-
The code can be run with python 3.6. Required additional libraries are matplotlib, numpy, pandas, pickle, sklearn, tqdm, umap, and scipy.
-
Compressed citation dataset is provided in the 'data/citation' folder. Movielens data can be downloaded from https://grouplens.org/datasets/movielens/100k/, and Behance data can be downloaded from https://cseweb.ucsd.edu/~jmcauley/datasets.html\behance.
-
Hyperparameters are passed as arguments into the train function.
-
The path for the input and output in the code files are described with respect to the 'code' folder.
-
'utils.py', 'surrogates.py', 'greedy_surrogate.py', and 'preck_surrogate.py' are intermediatery files.
-
'results' and 'plots' folders are initially empty and will contain the output generated from the following files.
-
Processing on Movielens dataset: (a) Download 'u.data' file from the above link and save it in the '../data/movielens' folder. (b) Run the script 'data_processing_for_movielens.ipynb'. It will save 'train_data_d30.tsv', 'val_data_d30.tsv', and 'test_data_d30.tsv' in the '../data/movielens' folder.
-
Processing on Citation dataset: (a) Uncompress the '../data/citation/citation.tar.gz' file to get the citation data. (b) Run the script 'data_processing_for_citation.ipynb'. It will save 'train_data_d50.tsv', 'val_data_d50.tsv', and 'test_data_d50.tsv' in the '../data/citation' folder.
-
Processing on Behance dataset: (a) Download 'Behance_Image_Features.b' and 'Behance_appreciate_1M' files from the above link and save them in the '../data/behance' folder. (b) Run the script 'data_processing_for_behance.ipynb'. It will save 'train_data_d50.tsv', 'val_data_d50.tsv', and 'test_data_d50.tsv' in the '../data/behance' folder.
-
The command
python3 auc-rel-k-cross-validation.py k dataset surrogate
runs cross validation on a particular k-value, dataset, and surrogate. Takes k value, dataset name, and surrogate name as parameters and saves logs on training and validation datasets. Choose the best parameters for each surrogate and use them in 'auc-rel-k-run.py' file.
- The command
python3 auc-rel-k-run.py k dataset
trains all surrogates on a particular k-value and dataset (Use the best parameter values in the train function that are obtained from results of auc-rel-k-cross-validation.py for each surrogate and dataset). Takes the k value and dataset as inputs and saves logs on training and testing datasets.
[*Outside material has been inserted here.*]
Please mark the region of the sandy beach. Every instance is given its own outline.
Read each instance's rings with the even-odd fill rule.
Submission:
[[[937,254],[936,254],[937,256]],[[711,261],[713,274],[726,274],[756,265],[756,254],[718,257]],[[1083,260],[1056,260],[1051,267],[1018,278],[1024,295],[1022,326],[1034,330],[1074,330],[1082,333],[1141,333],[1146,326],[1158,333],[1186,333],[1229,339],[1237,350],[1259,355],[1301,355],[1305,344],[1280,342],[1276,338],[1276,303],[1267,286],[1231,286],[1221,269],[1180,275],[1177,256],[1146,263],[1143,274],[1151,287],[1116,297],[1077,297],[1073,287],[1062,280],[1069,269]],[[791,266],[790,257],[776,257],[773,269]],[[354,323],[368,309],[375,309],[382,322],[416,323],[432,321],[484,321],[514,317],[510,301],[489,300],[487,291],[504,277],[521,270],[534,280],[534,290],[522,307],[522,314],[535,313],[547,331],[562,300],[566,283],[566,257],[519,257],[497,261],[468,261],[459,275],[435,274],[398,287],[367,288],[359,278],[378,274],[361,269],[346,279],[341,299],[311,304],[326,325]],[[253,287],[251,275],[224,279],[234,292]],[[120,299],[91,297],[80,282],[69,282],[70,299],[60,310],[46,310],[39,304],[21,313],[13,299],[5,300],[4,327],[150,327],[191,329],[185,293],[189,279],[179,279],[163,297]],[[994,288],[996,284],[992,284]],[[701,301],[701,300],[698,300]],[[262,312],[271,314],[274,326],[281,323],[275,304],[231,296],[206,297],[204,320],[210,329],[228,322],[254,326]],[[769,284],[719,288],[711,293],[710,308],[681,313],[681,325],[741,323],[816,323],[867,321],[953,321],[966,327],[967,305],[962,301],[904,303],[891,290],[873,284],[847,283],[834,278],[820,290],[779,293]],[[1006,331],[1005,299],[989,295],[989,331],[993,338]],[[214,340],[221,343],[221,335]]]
If you use this code, please cite the our paper from ICML'20.
@inproceedings{hiranandani2020optimization,
title={Optimization and Analysis of the pAp@ k Metric for Recommender Systems},
author={Hiranandani, Gaurush and Vijitbenjaronk, Warut and Koyejo, Sanmi and Jain, Prateek},
booktitle={International Conference on Machine Learning},
pages={4260--4270},
year={2020},
organization={PMLR}
}